Making a machine more human by making it race-condition prone. Is it enough?
Humans make mistakes, computers don't. So I asked myself: Why do humans make mistakes? it we follow instructions one per one like a single threaded computer, why do we still making mistakes? So my theory is: this happens because we are always in a race-condition, our brains are executing hundreds of tasks at the same time, and we don't have any mechanism for avoiding race-conditions (like synchronization or locking). An example: we have our keys in our hands and we are thinking about putting the garbage bag out, and then we throw the keys in the garbage bin. From a software point of view, this looks like a race-condition where the variable "keys" is overwritten by "garbage". Following this reasoning, a way to make a computer or a robot more human (at least for passing the Turing Test) would be making it race-condition prone, so it would make mistakes like a human (like saying things out of context, putting stuff in the wrong places, typing the wrong keys in a keyboard).

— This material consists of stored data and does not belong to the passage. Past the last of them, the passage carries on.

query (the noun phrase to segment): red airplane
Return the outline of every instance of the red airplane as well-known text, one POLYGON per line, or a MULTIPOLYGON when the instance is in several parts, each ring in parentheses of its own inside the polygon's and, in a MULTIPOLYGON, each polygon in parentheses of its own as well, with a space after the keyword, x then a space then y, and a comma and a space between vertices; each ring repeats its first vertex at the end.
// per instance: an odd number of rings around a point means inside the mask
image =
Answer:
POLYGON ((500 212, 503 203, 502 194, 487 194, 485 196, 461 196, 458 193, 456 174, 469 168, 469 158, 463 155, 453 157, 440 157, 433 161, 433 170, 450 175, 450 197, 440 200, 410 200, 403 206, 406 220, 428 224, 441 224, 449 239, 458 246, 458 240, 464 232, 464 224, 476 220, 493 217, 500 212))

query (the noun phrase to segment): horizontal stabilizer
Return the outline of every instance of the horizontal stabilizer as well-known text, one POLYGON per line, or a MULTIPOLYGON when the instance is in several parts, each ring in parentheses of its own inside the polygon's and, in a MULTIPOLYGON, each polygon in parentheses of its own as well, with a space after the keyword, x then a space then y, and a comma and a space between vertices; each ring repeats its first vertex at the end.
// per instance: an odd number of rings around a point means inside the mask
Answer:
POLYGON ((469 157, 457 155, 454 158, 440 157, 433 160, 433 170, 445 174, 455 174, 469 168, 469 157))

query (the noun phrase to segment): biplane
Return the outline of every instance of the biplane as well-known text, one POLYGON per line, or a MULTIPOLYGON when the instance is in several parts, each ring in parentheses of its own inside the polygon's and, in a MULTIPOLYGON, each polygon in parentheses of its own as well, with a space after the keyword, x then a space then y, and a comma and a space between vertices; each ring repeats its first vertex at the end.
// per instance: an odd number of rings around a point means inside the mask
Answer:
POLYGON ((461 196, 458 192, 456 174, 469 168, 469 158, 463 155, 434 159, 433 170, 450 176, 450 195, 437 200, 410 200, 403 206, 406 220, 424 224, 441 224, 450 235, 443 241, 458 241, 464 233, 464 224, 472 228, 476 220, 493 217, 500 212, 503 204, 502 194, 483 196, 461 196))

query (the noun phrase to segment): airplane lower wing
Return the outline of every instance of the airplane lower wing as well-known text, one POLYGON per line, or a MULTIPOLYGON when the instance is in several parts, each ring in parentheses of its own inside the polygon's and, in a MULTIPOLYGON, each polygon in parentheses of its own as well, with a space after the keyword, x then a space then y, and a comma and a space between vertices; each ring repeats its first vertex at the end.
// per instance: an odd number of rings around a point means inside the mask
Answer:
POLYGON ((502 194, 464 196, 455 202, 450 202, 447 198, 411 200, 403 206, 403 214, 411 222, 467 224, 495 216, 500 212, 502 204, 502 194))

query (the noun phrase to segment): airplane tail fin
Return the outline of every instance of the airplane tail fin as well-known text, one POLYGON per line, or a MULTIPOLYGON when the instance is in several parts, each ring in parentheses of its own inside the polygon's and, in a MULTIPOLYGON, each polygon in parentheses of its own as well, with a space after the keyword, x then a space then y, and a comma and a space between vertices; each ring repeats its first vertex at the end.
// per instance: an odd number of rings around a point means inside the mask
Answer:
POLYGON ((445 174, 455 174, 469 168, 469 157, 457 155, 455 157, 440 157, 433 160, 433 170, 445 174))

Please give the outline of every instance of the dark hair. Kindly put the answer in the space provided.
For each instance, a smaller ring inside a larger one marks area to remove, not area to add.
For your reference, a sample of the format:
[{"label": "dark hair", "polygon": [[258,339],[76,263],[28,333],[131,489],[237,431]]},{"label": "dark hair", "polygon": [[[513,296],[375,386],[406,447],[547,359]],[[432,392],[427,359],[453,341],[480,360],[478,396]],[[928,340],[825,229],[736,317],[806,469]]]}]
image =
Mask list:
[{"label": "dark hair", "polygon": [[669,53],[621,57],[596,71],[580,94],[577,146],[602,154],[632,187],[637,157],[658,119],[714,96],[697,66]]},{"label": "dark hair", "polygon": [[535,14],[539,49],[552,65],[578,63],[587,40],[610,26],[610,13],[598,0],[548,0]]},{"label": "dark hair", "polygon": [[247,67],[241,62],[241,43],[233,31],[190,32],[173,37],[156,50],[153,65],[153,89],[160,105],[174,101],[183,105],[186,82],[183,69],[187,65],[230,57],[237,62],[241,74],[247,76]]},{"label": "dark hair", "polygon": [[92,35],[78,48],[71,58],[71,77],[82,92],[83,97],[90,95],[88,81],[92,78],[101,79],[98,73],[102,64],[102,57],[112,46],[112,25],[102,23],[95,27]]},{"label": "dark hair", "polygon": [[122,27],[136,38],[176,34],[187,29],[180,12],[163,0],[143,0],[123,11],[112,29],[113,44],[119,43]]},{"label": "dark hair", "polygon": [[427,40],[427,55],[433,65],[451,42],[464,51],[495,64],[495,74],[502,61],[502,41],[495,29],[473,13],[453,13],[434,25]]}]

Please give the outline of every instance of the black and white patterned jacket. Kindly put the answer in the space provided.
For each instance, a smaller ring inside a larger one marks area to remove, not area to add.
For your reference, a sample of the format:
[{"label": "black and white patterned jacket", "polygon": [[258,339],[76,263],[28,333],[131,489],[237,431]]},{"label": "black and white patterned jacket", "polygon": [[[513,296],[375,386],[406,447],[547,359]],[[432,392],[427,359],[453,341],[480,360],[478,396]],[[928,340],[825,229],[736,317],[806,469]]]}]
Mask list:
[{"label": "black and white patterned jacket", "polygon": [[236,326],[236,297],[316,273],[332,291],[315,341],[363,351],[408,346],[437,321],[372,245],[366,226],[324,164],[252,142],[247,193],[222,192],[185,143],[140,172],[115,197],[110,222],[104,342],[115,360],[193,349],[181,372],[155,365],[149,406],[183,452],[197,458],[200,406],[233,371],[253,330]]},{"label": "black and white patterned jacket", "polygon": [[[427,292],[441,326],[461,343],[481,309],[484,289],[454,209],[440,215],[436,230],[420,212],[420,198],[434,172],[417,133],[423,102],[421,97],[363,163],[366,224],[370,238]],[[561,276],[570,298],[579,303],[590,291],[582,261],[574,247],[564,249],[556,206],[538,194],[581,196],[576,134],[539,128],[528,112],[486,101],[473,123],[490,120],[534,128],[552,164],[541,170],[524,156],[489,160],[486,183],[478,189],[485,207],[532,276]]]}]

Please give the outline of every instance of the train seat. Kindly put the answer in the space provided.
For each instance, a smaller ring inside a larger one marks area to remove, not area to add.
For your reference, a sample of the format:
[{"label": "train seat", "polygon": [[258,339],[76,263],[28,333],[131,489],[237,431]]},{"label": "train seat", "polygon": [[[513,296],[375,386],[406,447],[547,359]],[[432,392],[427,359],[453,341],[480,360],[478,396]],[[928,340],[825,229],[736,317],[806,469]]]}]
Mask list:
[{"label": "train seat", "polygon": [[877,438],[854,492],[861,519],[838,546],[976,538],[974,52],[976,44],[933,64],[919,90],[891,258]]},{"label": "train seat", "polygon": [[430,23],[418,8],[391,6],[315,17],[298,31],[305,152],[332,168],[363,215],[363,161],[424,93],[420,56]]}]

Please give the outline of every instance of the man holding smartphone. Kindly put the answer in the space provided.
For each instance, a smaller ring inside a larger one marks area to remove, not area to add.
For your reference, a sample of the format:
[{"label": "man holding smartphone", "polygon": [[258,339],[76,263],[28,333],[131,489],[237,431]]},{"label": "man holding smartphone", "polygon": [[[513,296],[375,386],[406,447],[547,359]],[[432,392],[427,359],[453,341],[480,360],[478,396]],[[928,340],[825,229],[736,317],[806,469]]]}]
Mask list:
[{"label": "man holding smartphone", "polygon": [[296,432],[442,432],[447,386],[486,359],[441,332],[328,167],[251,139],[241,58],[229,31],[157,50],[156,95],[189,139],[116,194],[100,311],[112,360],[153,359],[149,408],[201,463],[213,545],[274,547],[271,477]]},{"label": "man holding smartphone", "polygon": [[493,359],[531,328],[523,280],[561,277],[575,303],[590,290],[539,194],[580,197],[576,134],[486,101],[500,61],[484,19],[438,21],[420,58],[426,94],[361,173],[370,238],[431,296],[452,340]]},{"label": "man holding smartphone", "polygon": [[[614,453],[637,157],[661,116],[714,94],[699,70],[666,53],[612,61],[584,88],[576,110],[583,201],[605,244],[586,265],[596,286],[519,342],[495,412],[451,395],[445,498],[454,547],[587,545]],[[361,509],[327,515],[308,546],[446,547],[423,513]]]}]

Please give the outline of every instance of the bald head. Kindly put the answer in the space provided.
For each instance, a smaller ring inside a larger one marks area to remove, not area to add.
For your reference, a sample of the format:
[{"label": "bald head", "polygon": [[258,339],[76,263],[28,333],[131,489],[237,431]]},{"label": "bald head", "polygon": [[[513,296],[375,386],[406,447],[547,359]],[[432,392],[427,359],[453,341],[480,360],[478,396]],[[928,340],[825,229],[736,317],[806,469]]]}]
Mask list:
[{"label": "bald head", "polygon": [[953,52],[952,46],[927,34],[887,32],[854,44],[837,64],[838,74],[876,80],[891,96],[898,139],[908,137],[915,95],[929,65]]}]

Edit (thanks DaaaahWhoosh!): In short, I'm asking if, for a machine to become more human (at the point to make it pass the Turing test), is it enough making it mistake-prone?
I think this can be implemented in a computer with today's technology in a simulate environment (like a simulated house or an office) and having a bunch of humans to tell if the simulation is being executed by a human or a machine (or a software).